7. Curated catalog versus uncurated ids#

The curated catalog targets the highest-leverage marine datasets; ~600 toolbox-addressable ids are not curated. The two paths:

  • Curated: Catalog.get_variable(dataset_id, variable) gives you units + long_name + the flux/state marker without ever calling the toolbox. Useful for autocompletion, schema validation, and downstream tooling (aggregator, plot labels).
  • Uncurated: just pass the id. copernicusmarine.subset() does not care whether earthlens curates the id; the catalog lookup is a metadata convenience.
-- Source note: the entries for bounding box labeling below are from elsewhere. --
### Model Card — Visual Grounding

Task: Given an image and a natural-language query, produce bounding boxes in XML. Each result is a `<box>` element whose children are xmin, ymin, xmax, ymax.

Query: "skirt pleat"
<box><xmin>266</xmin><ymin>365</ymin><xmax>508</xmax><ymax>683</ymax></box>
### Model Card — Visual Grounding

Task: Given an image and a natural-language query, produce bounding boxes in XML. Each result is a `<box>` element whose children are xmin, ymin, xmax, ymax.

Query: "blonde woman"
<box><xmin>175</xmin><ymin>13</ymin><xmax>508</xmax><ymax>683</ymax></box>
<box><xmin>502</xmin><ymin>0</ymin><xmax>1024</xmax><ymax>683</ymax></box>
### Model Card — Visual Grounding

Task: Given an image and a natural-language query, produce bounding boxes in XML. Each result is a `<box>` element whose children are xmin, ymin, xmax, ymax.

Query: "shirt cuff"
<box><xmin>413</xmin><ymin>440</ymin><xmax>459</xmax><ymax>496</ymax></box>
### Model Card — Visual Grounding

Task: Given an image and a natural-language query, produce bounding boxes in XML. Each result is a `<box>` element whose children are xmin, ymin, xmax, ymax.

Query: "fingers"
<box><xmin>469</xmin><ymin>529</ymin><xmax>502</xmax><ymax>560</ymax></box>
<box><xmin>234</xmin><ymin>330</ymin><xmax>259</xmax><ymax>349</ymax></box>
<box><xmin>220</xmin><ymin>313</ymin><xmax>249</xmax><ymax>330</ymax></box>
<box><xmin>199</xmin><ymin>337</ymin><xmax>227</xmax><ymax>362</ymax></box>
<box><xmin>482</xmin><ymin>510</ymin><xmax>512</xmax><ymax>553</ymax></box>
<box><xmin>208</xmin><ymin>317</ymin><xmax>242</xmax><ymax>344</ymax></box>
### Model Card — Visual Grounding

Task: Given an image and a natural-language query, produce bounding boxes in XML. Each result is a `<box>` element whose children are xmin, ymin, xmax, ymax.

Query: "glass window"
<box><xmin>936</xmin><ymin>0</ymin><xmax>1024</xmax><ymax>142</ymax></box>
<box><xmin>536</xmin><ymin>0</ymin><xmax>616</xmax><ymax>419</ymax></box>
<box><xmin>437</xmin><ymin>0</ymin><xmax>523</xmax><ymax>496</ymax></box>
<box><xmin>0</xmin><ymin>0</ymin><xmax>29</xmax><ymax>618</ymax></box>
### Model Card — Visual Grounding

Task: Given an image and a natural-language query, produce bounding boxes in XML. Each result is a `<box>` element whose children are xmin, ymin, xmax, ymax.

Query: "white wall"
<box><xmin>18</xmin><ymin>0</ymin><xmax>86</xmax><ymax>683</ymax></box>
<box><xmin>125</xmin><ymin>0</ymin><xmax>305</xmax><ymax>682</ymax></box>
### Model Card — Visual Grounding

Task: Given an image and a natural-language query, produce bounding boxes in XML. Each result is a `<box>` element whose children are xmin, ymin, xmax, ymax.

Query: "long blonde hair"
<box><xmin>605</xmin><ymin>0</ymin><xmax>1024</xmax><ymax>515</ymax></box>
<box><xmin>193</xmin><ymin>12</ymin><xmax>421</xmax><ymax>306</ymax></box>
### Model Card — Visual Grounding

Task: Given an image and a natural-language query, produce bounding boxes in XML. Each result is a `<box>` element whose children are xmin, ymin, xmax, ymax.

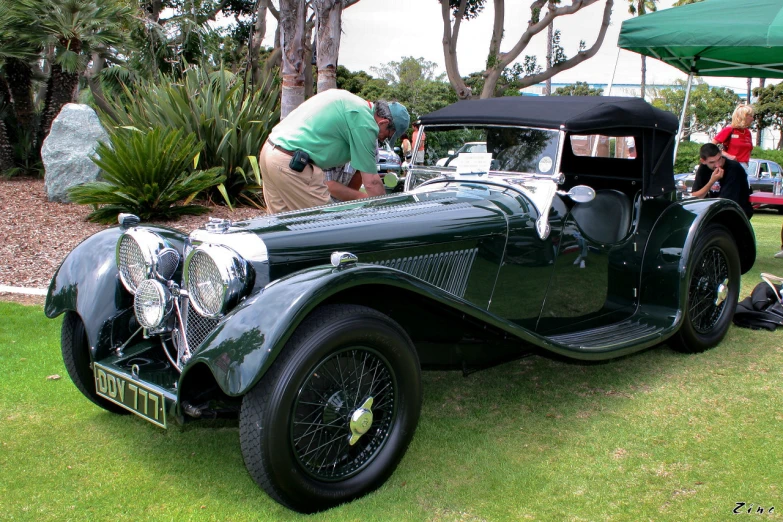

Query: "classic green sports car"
<box><xmin>46</xmin><ymin>97</ymin><xmax>756</xmax><ymax>512</ymax></box>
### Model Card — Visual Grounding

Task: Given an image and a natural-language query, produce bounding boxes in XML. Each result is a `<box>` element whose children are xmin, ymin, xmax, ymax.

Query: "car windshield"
<box><xmin>414</xmin><ymin>125</ymin><xmax>560</xmax><ymax>175</ymax></box>
<box><xmin>748</xmin><ymin>160</ymin><xmax>759</xmax><ymax>176</ymax></box>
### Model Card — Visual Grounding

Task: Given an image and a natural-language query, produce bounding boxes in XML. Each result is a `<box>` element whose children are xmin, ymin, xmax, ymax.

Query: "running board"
<box><xmin>547</xmin><ymin>318</ymin><xmax>666</xmax><ymax>351</ymax></box>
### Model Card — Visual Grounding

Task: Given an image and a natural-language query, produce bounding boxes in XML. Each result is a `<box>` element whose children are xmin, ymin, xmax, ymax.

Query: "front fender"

The download itself succeeds.

To promote an uncurated id into the bundled catalog without hand-writing the stanza, run:

pixi run -e dev python tools/cmems/refresh_cmems_catalog.py add-ids \
    <new_dataset_id>

which fetches describe(), emits the YAML stanza, appends it to the routed per-domain file under catalog/ (and adds the id to _index.yaml), then re-parses to fail loud on malformed YAML.

8. Common error modes#

  • AuthenticationError — no credentials available, or the toolbox rejected them. See Authentication.
  • copernicusmarine.DatasetNotFound — the dataset id does not resolve (typo, renamed). Run tools/cmems/audit_cmems_datasets.py --strict to spot catalog drift against the live toolbox.
  • copernicusmarine.VariableDoesNotExistInTheDataset — one of the variable short names is wrong. The audit tool catches this too (status: partial).
  • copernicusmarine.CoordinatesOutOfDatasetBounds — the requested bbox falls outside the dataset's native domain (e.g. the Mediterranean reanalysis covers ~30-46°N, 5°W-37°E; requesting the Pacific raises). Clip the bbox to the dataset domain or pick a global product.